The Mudcat Café TM
Thread #55285   Message #863258
Posted By: Haruo
09-Jan-03 - 11:28 PM
Thread Name: Gaelic - Word for 'Simpatico'?
Subject: RE: Gaelic - Word for 'Simpatico'?
Guest Q, you say we have "dropped the feminine simpatica", but I would guess we never really had it. I think "simpatica" in English is a humorous variant, akin to "macha" or "loca". I presume you're thinking of it because of its occurrence in the 1864 OED citation, but note the noun it describes! I don't think the same writer would have said "Mrs. Jones was less 'simpatica.'" Because Mrs. Jones is a straight-faced person to talk about, while "The Frau-Professorin" is, before her title is out of your mouth, a catalyst of wit. English is quite stingy with its tolerance for gender in adjectives.

As for the á, that's only in the Spanish etymon; in its Italian cognate, which is probably whence it entered English (notwithstanding its recent popularity in the US SW), it is naked of diacriticism.

As for a Gaelic word being "necessary", of course not, but if we only used the words that were necessary this would be a pretty skimpy Café dontcha think?!

Alice, you write "I just looked in my Irish-English dictionary, and simpatico is not there"; this comes as no surprise, but also as no proof.

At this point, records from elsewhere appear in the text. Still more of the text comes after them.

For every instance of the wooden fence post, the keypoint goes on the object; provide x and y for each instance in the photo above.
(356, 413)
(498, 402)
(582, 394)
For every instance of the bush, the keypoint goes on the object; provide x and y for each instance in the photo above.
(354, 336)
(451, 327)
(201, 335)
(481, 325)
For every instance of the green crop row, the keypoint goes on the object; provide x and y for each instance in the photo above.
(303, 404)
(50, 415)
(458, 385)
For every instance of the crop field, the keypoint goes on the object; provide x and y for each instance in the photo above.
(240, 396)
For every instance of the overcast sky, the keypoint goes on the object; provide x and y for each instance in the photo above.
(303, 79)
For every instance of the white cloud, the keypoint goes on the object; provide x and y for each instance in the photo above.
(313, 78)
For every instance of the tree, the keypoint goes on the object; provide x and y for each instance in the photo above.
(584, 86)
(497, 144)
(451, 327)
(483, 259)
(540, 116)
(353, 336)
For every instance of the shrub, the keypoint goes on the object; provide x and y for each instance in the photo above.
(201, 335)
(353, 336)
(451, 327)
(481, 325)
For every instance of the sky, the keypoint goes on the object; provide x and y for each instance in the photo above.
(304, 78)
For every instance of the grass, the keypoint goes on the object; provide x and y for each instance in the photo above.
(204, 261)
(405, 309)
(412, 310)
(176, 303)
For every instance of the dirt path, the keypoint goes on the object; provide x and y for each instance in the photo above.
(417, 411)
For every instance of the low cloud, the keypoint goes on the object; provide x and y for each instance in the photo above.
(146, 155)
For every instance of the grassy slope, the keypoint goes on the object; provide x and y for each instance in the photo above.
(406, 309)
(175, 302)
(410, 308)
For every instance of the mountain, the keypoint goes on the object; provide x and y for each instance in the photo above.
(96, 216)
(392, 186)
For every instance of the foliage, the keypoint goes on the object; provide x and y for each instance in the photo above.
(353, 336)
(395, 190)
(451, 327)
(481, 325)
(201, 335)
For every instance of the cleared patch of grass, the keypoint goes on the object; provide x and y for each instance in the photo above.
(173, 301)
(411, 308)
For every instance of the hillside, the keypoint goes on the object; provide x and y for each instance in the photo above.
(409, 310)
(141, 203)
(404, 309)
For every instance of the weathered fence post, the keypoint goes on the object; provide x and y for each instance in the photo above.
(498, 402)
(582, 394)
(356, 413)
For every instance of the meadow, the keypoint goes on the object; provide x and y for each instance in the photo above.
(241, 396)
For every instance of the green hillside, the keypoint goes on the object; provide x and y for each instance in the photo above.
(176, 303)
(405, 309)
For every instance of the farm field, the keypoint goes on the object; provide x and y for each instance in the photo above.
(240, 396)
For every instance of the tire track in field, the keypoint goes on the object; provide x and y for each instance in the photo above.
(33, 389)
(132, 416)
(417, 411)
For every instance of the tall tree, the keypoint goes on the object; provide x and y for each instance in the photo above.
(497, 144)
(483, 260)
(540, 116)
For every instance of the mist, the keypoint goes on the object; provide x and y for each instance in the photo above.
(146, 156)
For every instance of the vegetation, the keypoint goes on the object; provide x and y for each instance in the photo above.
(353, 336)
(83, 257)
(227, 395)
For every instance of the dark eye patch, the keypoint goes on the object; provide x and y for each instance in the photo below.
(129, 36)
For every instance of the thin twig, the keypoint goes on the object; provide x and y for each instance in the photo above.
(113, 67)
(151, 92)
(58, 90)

If you try using it in conversation with Irish-speakers, imbedded in Irish sentences, and are generally understood and no one objects, then lo and behold if it wasn't previously it is now an Irish word, and the fault is the dictionary's.

"The word most like simpatico I found was under sympathetic (likeable) 'báúil'." I don't know a whole lot of Irish ;-|, but my guess is that Declan's 'Dlúth-chara' is closer, in terms of emotive semantics. But of course it's an adjective, not a noun.